И я тут же чувствую себя глупо, потому что даже не задумывалась об этом раньше. Обычно меня просто переполняет скорбь, доводя до изнеможения, если Сэм рядом. Я поднимаю глаза на птицу, медленно открываю дверцу в свой разум, ожидая почувствовать грусть, сладкое отчаяние. Но прежде чем я успеваю рассмотреть что-либо, кроме собственного страха, птица почти насмешливо вскрикивает и скрывается в гуще деревьев.
Мы с Анжелой провожаем ее взглядами.
— Наверное, это просто птица, — говорю я. Меня пробирает дрожь.
— Конечно, — говорит она голосом, доказывающим, что она не верит мне ни на миг. — Ладно, ничего не поделаешь. Уверена, если это Черное Крыло, ты скоро об этом узнаешь.
Думаю, так и будет.
— Надо сказать об этом Билли, — говорит Анжела. — Вдруг у нее есть, ну, не знаю, совет для тебя. Может, какое-нибудь средство от птиц.

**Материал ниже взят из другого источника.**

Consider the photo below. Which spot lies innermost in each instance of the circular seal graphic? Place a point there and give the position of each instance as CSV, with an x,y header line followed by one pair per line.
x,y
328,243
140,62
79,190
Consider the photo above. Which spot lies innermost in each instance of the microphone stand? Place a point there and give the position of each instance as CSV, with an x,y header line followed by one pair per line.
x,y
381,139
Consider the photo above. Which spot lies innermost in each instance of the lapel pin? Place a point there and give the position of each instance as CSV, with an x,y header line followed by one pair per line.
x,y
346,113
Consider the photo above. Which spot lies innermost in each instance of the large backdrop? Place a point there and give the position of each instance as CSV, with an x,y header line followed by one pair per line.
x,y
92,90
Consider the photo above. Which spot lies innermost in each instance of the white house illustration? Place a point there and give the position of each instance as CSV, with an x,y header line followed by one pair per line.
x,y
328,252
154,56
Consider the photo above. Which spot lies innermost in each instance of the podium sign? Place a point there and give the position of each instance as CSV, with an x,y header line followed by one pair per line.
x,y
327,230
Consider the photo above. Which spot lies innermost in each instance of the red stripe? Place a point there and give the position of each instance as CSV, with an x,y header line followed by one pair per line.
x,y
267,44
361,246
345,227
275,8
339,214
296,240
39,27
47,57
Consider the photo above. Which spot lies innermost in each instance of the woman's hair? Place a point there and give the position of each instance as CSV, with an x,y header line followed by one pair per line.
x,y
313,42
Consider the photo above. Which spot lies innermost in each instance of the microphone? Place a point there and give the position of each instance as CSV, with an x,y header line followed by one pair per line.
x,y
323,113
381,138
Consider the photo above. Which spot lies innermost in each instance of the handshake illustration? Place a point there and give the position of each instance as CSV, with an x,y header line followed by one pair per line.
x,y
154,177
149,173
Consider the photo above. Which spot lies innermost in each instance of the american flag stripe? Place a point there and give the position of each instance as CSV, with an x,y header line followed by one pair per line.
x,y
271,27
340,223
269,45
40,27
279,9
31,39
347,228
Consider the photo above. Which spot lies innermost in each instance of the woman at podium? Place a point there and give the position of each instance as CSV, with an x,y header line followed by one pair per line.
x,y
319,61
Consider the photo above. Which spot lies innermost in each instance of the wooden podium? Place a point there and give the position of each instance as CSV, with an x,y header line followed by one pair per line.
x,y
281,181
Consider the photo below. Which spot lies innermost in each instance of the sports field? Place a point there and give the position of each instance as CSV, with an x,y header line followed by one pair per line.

Хочется рассмеяться ее выбору слов, но почему-то это не кажется мне смешным. Я киваю. — Да, я позвоню Билли, — говорю я. — Мы уже давно не созванивались.
Ненавижу это.
Я сижу на краю кровати с зажатым в руке сотовым. Не знаю, как Билли отреагирует на новость, что я могла видеть Черное Крыло, но с огромной вероятностью она скажет, что мне нужно бежать — это то, что делает каждый, когда видит Черное Крыло, нас постоянно этому учили. Ты убегаешь. Идешь в любое освященное место. Прячешься. С ними не сражаются. Они слишком сильны. Непобедимы. В прошлом году, когда Семъйяза начал появляться неподалеку от школы, взрослые стали охранять нас. Они испугались.
Это значит, что, возможно, мне придется покинуть Стэнфорд.

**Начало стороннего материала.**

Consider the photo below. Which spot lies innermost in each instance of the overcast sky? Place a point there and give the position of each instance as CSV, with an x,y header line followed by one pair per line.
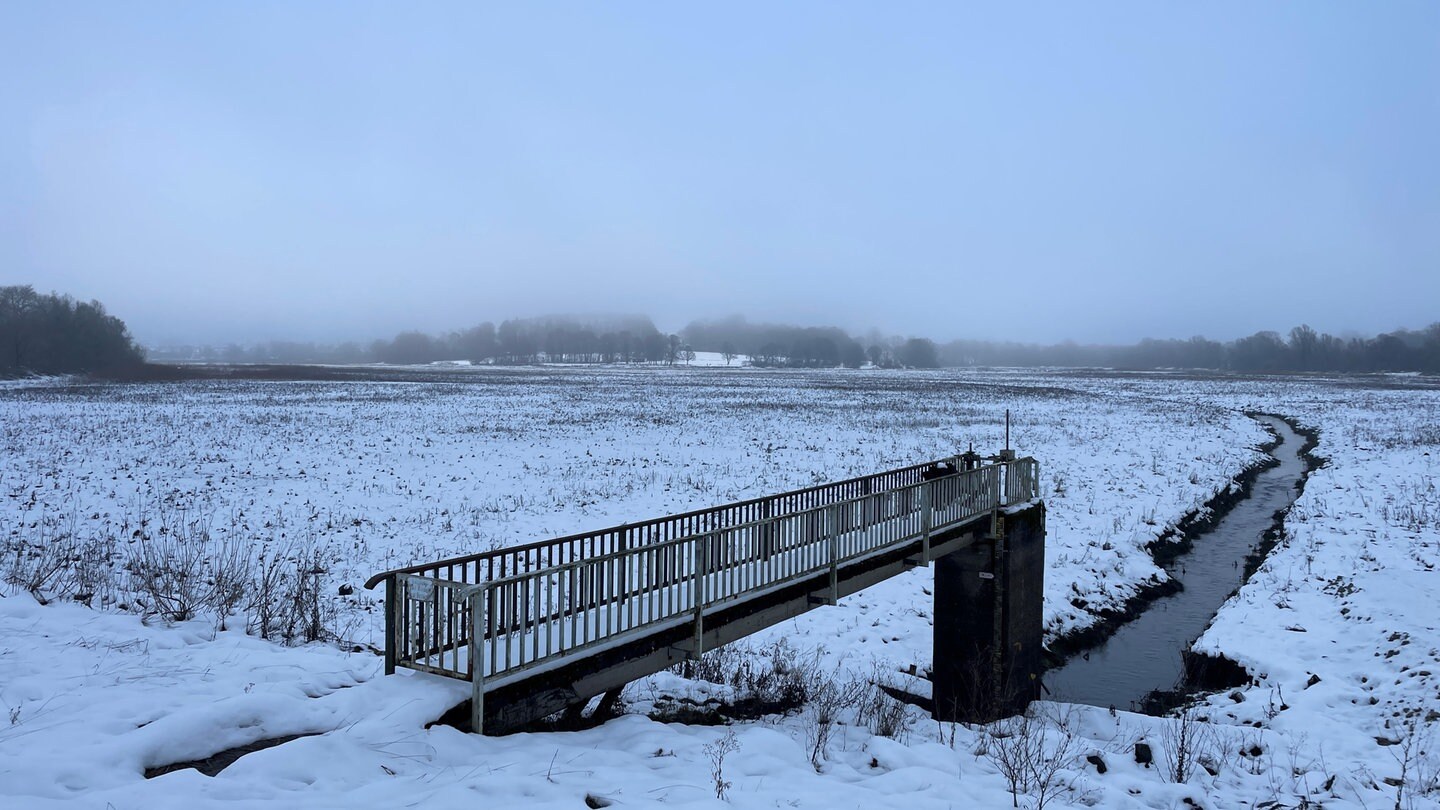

Я сжимаю челюсти. Мне надоело все время бояться. Черное Крыло, видения, неудачи. Тошнит от этого.
Это напоминает мне детство, когда мне было шесть или семь, у меня был период боязни темноты. Я лежала с одеялом, натянутым до подбородка, уверенная, что в каждой тени прячется монстр: инопланетяне пришли, чтобы похитить меня, вампир или приведение, готовое положит мне в руки свою отрезанную голову. Я сказала маме, что хочу спать со светом. Она позабавилась над этим и позволила мне спать в ее постели, свернувшись рядом с ее теплым телом, пахнущим ванилью, пока страх не проходил, но через какое-то время она сказала:
— Клара, пора перестать бояться.
— Не могу.
— Нет, можешь. — И вручила мне распылитель. — Это святая вода, — объяснила она. — Если что-то страшное войдет в комнату, скажи ему, чтобы уходило, а если не послушает, брызни вот этим.
Я серьезно сомневалась, что святая вода окажет какой-нибудь эффект на инопланетян. — Просто попробуй, — подбодрила она. — Увидишь, что выйдет.

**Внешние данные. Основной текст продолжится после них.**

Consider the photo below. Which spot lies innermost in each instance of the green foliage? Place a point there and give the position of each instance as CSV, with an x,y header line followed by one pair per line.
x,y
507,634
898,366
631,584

Следующую ночь я провела, бормоча: — Пошли прочь, — и брызгая на тени, и она оказалась права. Чудовища исчезли. Я прогнала их, просто отказавшись их бояться. Я совладала со своими страхами. Я победила их.
Именно так я чувствую себя сейчас: если я откажусь бояться птицы, она просто исчезнет. Как бы хотелось позвонить маме, вместо Билли. Интересно, что бы она сказала, если бы я чудесным образом смогла пойти к ней, подняться к ней в комнату в Джексоне, и рассказать ей все, как я делала раньше? Думаю, что знаю. Она бы по обыкновению поцеловала меня в лоб и убрала волосы с моего лица. Она молча гладила бы меня по плечам. Сделала бы мне чаю, мы бы сели за кухонный стол, и я рассказала бы ей про ворона, про мое видение в темноте, как я себя там чувствовала, про свои страхи.
И вот что я хочу этим сказать: Пора перестать бояться, Клара. Опасности будут всегда. Живи своей жизнью.
Я выключаю телефон и кладу его на стол.
«Я не позволю тебе делать это со мной, — мысленно обращаюсь я к птице, хоть она меня и не слышит. — Я тебя не боюсь. И ты не заставишь меня уехать».